Gli scenari apocalittici su ciò che riguarda il World Wide Web si sono sprecati e di certo la rete non è la stessa di trent’anni fa e tanti limiti che allora sembravano infrangibili sono stati letteralmente disintegrati: inizialmente si pensava che prima o poi lo spazio materiale per costruire nuovi server sarebbe stato saturato, poi che la crescita esponenziale del numero dei dispositivi connessi e la conseguente terminazione degli indirizzi IPv4 disponibili avrebbe sancito la fine dei tempi.
Fortunatamente, nonostante i server siano sempre di più e i dispositivi connessi pure, lo spazio non manca ed è stato inventato il protocollo IPv6, per cui quella che sembrava una potenziale apocalisse è stata scongiurata. Almeno per il momento, poiché da Birmingham arriva l’allarme che induce a pensare, ancora una volta, alla fine del web.
Questa volta la profezia è di Andrew Ellis, professore della Aston University, che in una recente conferenza ha fatto notare agli ingegneri come il progresso delle tecnologie di rete sia nettamente superiore a quello delle infrastrutture fisiche per la telecomunicazione, e come – se qualcosa non cambierà –
Entro i prossimi otto anni non riusciremo più ad inserire dati.
In realtà il discorso, apparentemente apocalittico, è molto più complesso e trova in effetti un senso: secondo Elliss ed alcuni ingegneri riuniti alla Royal Society di Londra, il rischio materiale è che la capacità della rete e delle infrastrutture materiali finisca per saturarsi e non riuscire a soddisfare più la richiesta di un traffico dati sempre più veloce, provocando così un vero e proprio collasso del web.
In altre parole, la colpa sarebbe da attribuirsi al boom di diffusione dei servizi di streaming video ed alla qualità dei formati richiesti, sempre più alta con il passare del tempo.

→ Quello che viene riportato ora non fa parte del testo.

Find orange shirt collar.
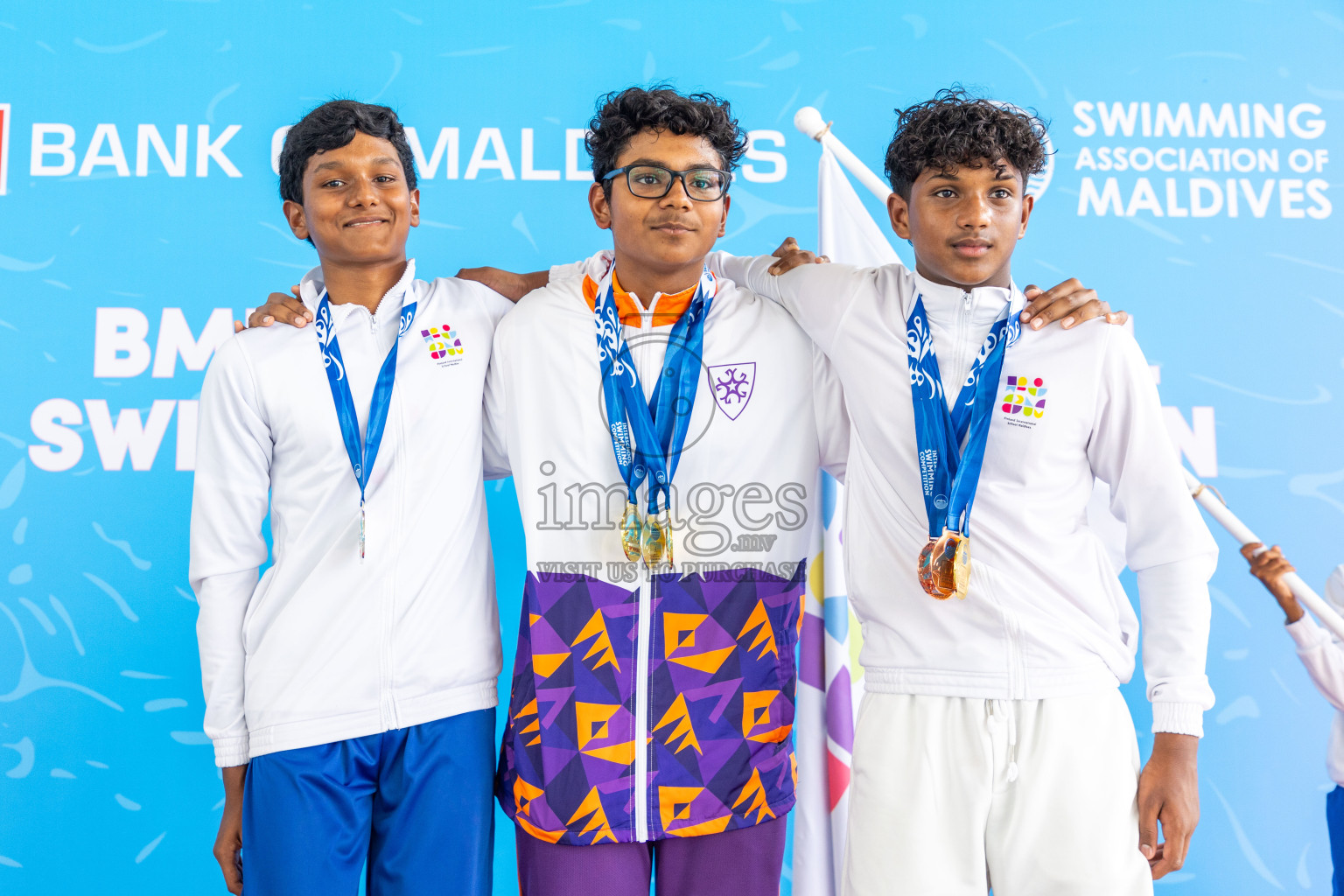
[584,271,699,332]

Il monito vero e proprio, in effetti, è quello che la richiesta nei livelli “alti” delle architetture di rete potrebbe essere più rapida della capacità degli ingegneri di adattare fisicamente le strutture ai livelli più bassi, poiché esistono comunque dei limiti che ad oggi sono estremamente difficili da superare o, in qualche caso, assolutamente insormontabili.

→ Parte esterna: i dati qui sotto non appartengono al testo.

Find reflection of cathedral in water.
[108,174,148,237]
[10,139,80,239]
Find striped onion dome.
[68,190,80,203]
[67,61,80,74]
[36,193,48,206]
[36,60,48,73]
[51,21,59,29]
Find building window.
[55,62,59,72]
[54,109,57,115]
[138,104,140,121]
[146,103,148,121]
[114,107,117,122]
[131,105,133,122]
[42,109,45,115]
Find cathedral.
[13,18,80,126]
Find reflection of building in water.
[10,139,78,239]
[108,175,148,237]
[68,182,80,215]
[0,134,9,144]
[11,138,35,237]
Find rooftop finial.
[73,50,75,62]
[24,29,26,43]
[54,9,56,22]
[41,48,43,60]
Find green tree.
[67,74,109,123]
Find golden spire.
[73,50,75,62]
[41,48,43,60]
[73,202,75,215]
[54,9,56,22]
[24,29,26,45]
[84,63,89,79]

Ad oggi, appunto: parlando di tecnologia 8 anni rappresentano un’era geologica e, se è vero che il monito resta, ritenere uno scenario del genere a dir poco apocalittico è probabilmente troppo.

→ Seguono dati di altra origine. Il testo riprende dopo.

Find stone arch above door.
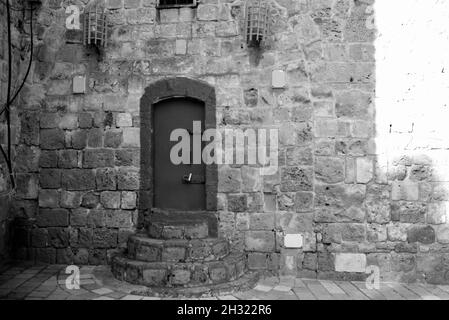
[139,77,218,236]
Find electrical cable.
[0,9,34,116]
[0,0,16,190]
[0,0,34,116]
[0,0,23,11]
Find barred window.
[158,0,196,8]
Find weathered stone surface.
[117,168,140,191]
[39,169,61,189]
[100,191,121,209]
[335,253,366,273]
[315,157,345,184]
[218,167,242,192]
[58,150,78,169]
[391,201,427,223]
[281,167,313,192]
[83,149,114,168]
[407,226,436,244]
[391,181,419,201]
[245,231,275,252]
[36,209,69,227]
[121,191,137,209]
[39,129,65,150]
[61,169,95,191]
[228,194,248,212]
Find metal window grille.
[84,3,108,47]
[243,0,270,46]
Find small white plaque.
[271,70,286,89]
[73,76,86,93]
[284,233,303,249]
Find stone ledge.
[112,253,247,288]
[128,235,229,263]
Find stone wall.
[0,3,23,264]
[7,0,448,282]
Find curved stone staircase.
[112,221,258,295]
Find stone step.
[147,220,209,240]
[128,235,229,262]
[92,266,261,299]
[111,252,247,288]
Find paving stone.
[92,288,113,295]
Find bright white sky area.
[375,0,449,172]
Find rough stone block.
[121,191,137,210]
[245,231,275,252]
[39,189,59,208]
[335,253,366,273]
[96,168,117,191]
[117,168,140,191]
[58,150,78,169]
[218,167,242,193]
[391,180,419,201]
[62,169,95,191]
[100,191,120,209]
[86,129,103,148]
[104,210,133,228]
[356,158,374,183]
[104,130,123,148]
[83,149,114,168]
[115,149,140,167]
[70,208,89,227]
[196,4,218,21]
[39,151,58,168]
[281,167,313,192]
[115,113,133,128]
[142,269,167,286]
[39,169,61,189]
[36,209,69,227]
[407,226,436,244]
[122,128,140,148]
[426,201,449,225]
[92,228,118,248]
[170,269,191,285]
[39,129,65,150]
[315,157,345,184]
[228,194,248,212]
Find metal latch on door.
[182,173,206,184]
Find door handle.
[182,173,192,183]
[182,173,206,184]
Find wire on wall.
[0,0,34,192]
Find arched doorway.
[139,77,218,237]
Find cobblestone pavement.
[0,263,449,300]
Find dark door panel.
[153,98,206,211]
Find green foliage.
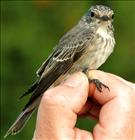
[0,1,135,140]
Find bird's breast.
[70,31,115,70]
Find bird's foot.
[89,79,110,92]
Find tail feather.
[4,108,35,138]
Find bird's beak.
[100,15,110,21]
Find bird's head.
[82,5,114,30]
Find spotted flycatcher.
[5,5,115,137]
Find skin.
[33,70,135,140]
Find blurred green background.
[0,1,135,140]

Il progresso è una macchina senza sosta e, sebbene l’adattamento fisico potrebbe procedere più lentamente, potrete stare pur certi che la ricerca finirà per soddisfare la richiesta di infrastrutture di telecomunicazione sempre più potenti – e, soprattutto, sempre più capienti. Fattibile, si, ma secondo Ellis ad un prezzo materiale più che ingegneristico: l’evolversi delle infrastrutture e della relativa capienza finirà per costare economicamente molto di più sia ai big player del settore che alle tasche degli abbonati.
«Push the boundaries» resta comunque la parola d’ordine.